Step 2: Report And Initiate The Claim

Once you’ve initiated a claim with the at-fault driver’s insurance company, you’ve begun the process. If the other driver is uninsured or underinsured and you have insurance coverage for this scenario, you might even file the claim with your own insurance company.

Step 3: Open Your Mail

When you file your claim, the insurance company will send you a letter confirming that they received your claim and will soon begin the process of discussing it with you. This letter, called a “reservation of rights” letter, allows them to acknowledge the claim was received without accepting the truthfulness of the claim itself. At this point, it might make sense to consult an attorney on next steps.

Step 4: Take A Deep Breath

No matter how accurately you document the evidence and are fair in your claim, the insurance company will try to fight its way out of paying the amount you are owed. Just like all businesses, insurance companies are trying to make money, and paying out expensive claims is not a great way to do so. Of course, it’s nothing personal: especially if you are doing everything right, negotiating can be a frustrating process, but it is the only way to settle a car accident claim.
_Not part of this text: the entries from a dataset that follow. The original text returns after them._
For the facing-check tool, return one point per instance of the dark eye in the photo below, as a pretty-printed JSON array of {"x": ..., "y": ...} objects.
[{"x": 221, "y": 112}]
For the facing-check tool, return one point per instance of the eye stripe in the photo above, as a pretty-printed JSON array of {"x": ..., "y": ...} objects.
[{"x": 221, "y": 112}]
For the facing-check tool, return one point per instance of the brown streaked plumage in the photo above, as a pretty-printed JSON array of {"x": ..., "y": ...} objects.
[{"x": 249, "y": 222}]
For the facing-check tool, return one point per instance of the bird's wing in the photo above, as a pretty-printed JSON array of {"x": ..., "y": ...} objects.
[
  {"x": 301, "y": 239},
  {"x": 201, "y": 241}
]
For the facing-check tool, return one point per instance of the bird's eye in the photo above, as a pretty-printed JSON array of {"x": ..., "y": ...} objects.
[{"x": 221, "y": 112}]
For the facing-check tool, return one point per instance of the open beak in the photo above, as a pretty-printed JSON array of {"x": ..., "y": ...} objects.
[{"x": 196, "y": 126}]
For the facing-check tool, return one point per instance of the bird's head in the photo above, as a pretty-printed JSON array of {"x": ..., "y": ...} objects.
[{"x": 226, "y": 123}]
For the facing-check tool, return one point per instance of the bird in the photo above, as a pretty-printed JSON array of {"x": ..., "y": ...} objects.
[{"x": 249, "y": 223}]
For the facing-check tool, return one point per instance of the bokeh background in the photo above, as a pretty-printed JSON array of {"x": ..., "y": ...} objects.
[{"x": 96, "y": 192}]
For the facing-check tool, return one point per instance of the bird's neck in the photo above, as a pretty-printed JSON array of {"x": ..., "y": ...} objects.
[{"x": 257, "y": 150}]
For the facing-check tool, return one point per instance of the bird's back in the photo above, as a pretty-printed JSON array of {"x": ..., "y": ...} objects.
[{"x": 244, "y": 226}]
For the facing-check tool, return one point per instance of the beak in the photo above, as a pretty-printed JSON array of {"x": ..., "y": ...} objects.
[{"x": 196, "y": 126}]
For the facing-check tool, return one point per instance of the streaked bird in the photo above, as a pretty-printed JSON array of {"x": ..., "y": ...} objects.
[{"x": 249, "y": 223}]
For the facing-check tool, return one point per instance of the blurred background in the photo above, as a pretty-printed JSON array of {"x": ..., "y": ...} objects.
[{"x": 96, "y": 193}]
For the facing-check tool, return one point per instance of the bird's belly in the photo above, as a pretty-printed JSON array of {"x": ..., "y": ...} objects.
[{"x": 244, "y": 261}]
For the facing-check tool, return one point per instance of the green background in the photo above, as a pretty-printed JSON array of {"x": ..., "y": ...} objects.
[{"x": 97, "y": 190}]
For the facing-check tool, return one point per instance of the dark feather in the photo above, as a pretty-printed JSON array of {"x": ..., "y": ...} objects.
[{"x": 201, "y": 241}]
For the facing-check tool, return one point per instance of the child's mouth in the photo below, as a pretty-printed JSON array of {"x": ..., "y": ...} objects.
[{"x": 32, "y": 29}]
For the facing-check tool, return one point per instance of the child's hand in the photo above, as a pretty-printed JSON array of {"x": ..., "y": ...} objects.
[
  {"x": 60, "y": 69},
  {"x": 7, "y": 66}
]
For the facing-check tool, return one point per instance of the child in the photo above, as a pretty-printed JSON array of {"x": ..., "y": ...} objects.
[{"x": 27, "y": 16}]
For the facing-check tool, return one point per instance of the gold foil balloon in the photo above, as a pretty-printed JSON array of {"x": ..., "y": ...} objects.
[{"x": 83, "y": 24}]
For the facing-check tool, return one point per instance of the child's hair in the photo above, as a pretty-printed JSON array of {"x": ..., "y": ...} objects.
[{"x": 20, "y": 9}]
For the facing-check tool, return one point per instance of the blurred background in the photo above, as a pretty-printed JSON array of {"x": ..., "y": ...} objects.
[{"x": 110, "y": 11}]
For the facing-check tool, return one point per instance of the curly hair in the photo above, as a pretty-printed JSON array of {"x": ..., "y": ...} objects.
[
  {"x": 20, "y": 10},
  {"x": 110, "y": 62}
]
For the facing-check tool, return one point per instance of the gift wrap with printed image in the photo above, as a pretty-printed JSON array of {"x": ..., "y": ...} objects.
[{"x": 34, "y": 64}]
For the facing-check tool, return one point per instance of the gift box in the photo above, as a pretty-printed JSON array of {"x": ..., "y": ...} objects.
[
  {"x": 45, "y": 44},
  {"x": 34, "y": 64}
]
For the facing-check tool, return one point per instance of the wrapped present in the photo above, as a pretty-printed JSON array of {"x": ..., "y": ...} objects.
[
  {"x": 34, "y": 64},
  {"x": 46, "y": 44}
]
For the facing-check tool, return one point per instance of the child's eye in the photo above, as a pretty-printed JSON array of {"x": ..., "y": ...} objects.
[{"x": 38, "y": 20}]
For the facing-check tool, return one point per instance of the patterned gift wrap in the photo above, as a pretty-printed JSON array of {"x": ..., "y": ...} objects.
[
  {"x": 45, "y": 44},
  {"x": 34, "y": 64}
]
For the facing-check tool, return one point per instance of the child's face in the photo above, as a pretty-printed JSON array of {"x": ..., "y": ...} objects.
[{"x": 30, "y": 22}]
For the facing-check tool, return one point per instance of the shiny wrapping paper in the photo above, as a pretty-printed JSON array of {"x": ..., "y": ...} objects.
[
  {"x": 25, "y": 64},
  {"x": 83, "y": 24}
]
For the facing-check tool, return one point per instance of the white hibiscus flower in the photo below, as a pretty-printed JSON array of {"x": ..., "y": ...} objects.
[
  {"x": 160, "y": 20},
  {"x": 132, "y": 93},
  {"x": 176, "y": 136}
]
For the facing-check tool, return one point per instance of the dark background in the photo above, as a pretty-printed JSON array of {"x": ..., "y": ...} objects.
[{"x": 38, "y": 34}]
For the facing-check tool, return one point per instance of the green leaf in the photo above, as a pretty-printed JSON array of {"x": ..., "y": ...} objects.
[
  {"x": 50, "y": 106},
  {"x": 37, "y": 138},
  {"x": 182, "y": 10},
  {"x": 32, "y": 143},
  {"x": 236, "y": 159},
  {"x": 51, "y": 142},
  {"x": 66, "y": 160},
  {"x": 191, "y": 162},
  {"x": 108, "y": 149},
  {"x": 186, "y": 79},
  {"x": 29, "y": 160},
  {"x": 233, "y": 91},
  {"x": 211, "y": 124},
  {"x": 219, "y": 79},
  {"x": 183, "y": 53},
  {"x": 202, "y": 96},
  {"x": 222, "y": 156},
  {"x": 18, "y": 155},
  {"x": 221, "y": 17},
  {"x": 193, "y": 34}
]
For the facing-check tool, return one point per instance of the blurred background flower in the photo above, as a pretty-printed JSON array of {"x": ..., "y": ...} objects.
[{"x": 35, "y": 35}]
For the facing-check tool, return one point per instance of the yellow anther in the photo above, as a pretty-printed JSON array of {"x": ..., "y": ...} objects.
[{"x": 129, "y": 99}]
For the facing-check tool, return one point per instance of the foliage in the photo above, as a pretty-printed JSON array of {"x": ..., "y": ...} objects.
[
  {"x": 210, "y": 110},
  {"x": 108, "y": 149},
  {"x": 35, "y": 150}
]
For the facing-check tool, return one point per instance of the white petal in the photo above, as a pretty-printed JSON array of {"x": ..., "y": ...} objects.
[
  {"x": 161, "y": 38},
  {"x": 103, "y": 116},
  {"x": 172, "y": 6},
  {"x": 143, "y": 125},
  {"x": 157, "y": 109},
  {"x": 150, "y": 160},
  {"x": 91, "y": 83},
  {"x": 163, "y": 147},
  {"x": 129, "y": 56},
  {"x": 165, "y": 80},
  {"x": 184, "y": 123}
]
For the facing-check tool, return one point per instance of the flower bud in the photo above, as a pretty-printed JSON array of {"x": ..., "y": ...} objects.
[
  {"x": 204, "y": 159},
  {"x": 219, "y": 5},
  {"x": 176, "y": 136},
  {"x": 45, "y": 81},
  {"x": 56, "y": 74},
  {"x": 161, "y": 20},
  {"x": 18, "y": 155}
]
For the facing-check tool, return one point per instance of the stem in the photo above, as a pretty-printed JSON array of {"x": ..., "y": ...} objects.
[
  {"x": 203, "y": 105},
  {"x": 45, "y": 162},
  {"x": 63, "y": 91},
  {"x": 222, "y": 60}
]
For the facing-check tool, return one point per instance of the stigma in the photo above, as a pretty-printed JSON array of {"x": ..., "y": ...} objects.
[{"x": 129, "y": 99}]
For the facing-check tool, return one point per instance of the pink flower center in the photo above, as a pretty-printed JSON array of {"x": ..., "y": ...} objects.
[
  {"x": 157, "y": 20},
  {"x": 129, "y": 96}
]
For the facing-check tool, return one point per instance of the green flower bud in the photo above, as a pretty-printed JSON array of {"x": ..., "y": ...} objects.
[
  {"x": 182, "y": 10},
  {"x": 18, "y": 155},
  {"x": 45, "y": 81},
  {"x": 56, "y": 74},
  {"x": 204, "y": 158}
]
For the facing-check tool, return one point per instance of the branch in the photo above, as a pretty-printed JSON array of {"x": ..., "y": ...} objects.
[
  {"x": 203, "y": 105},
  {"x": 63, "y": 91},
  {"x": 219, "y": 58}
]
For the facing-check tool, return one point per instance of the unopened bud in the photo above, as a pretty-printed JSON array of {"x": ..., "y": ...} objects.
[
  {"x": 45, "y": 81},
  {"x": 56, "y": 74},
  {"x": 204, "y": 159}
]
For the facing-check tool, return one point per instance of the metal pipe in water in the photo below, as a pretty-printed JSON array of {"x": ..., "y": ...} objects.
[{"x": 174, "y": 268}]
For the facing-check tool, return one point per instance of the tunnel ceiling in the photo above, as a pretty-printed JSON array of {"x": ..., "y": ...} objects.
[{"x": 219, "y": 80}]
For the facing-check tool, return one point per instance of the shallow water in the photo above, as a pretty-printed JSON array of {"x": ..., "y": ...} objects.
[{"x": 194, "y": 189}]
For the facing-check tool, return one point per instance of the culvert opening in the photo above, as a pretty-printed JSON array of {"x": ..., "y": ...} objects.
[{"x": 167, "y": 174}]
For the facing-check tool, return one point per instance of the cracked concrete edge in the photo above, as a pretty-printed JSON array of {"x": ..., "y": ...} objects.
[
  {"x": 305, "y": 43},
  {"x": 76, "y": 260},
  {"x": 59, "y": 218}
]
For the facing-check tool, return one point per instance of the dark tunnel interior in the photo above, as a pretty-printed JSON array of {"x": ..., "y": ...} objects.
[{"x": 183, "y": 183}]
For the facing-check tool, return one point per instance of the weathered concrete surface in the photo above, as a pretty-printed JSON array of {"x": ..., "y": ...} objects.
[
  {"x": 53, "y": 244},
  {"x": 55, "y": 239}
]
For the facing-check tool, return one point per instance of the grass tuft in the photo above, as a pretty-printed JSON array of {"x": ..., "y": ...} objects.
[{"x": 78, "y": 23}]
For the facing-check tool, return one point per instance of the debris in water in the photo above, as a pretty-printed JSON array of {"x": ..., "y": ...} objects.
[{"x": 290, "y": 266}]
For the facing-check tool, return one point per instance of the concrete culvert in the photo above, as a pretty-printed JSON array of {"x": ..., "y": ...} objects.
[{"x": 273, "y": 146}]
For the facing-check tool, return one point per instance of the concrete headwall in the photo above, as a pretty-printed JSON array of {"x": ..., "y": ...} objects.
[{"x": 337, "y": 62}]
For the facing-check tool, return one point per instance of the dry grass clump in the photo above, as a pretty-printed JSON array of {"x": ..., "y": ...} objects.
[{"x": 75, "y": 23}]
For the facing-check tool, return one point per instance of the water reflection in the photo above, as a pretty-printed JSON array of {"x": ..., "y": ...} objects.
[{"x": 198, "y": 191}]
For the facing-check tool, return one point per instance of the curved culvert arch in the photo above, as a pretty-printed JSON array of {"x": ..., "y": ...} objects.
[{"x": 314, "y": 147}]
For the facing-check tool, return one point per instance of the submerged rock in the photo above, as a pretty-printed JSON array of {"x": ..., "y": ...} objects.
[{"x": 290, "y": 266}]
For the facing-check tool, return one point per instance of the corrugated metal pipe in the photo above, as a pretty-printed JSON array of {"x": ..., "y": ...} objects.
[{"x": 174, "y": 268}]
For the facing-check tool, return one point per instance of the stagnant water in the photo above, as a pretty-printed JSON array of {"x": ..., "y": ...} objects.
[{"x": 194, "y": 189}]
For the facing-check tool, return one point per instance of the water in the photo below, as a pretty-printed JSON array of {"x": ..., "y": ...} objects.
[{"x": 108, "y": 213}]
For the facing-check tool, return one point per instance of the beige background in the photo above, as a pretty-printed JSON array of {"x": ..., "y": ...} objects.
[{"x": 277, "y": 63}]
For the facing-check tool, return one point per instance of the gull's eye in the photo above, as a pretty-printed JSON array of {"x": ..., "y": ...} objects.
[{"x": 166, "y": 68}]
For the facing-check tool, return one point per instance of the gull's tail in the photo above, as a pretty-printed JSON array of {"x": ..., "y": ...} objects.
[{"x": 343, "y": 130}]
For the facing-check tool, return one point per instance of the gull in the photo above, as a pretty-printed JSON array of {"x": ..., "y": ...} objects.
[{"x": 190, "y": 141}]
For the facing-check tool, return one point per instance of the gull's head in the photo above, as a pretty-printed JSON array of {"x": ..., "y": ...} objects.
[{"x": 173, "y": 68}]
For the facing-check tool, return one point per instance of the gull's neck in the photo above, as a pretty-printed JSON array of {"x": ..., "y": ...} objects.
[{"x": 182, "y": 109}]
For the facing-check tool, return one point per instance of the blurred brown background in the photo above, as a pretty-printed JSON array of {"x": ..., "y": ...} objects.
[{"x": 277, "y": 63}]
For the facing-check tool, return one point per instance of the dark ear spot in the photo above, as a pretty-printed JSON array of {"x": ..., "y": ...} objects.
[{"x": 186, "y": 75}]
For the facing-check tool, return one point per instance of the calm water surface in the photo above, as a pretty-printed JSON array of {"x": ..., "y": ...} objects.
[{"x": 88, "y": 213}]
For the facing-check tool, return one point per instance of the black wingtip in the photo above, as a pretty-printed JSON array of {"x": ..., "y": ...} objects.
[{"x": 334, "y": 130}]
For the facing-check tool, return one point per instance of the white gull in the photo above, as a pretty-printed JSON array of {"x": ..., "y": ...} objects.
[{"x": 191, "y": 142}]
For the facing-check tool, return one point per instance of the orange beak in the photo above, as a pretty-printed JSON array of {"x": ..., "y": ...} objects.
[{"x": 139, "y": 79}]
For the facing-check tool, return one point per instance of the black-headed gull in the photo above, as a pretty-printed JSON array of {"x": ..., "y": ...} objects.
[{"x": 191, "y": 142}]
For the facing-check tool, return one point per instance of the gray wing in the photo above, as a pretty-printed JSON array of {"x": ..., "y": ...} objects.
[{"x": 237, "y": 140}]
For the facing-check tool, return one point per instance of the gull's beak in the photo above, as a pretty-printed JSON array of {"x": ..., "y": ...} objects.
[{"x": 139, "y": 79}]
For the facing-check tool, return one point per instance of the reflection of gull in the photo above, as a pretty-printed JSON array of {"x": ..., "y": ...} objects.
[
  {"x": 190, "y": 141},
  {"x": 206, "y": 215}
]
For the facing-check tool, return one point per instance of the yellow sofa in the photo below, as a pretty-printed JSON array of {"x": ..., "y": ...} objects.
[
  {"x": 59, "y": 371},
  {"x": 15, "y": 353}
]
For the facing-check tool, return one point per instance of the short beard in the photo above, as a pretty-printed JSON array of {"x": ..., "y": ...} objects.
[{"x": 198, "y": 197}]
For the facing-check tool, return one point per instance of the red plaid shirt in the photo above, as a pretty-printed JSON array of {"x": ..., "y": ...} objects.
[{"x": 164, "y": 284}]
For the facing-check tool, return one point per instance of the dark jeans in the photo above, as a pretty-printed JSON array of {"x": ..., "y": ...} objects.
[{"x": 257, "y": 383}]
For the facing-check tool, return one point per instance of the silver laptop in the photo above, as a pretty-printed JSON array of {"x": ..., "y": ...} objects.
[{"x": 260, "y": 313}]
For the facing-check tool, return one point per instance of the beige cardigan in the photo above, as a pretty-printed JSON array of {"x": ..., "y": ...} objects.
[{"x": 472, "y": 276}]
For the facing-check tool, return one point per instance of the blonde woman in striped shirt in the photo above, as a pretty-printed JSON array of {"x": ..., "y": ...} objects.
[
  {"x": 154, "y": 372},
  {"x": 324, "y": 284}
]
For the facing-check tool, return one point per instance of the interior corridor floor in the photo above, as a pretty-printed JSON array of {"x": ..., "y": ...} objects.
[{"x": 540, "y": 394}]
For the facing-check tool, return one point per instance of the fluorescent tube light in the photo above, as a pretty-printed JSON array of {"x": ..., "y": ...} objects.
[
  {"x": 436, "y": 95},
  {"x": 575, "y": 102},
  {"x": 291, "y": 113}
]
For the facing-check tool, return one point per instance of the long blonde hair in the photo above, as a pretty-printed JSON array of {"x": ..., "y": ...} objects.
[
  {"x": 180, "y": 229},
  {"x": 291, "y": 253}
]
They will try to argue that the accident was partially or entirely of your fault or that you haven’t provided enough evidence; do not let it get to you.

Just calmly stick to your story and do the best you can.

Step 5: Negotiation Begins

If you sustained bodily damage or damage to your property, it is a good idea to send a damage letter which outlines your medical costs, out-of-pocket expenses and lost income as a result of the accident. The claims adjuster for the insurance company will respond to your assessment with one of their own -- or, they might send one first. They will always offer you a lower amount than you think you are owed, but this is a regular part of the process, and you should not take it personally. At this point, you can either accept the insurance company’s offer or continue to negotiate.

If you and the insurance company do not reach an agreement, you might need to file a lawsuit, but hopefully, it does not come to that.

Always keep in mind that this process requires patience and self-confidence. Filing a claim is a hassle, and seeing it through to successful settlement is a hassle indeed. At the end of the day, it is worth the time to fight for the money you are owed, but that does not mean it will be fun. Arming yourself with the right information and documentation is half of the battle, but the other half is pure grit -- which you are more than capable of providing.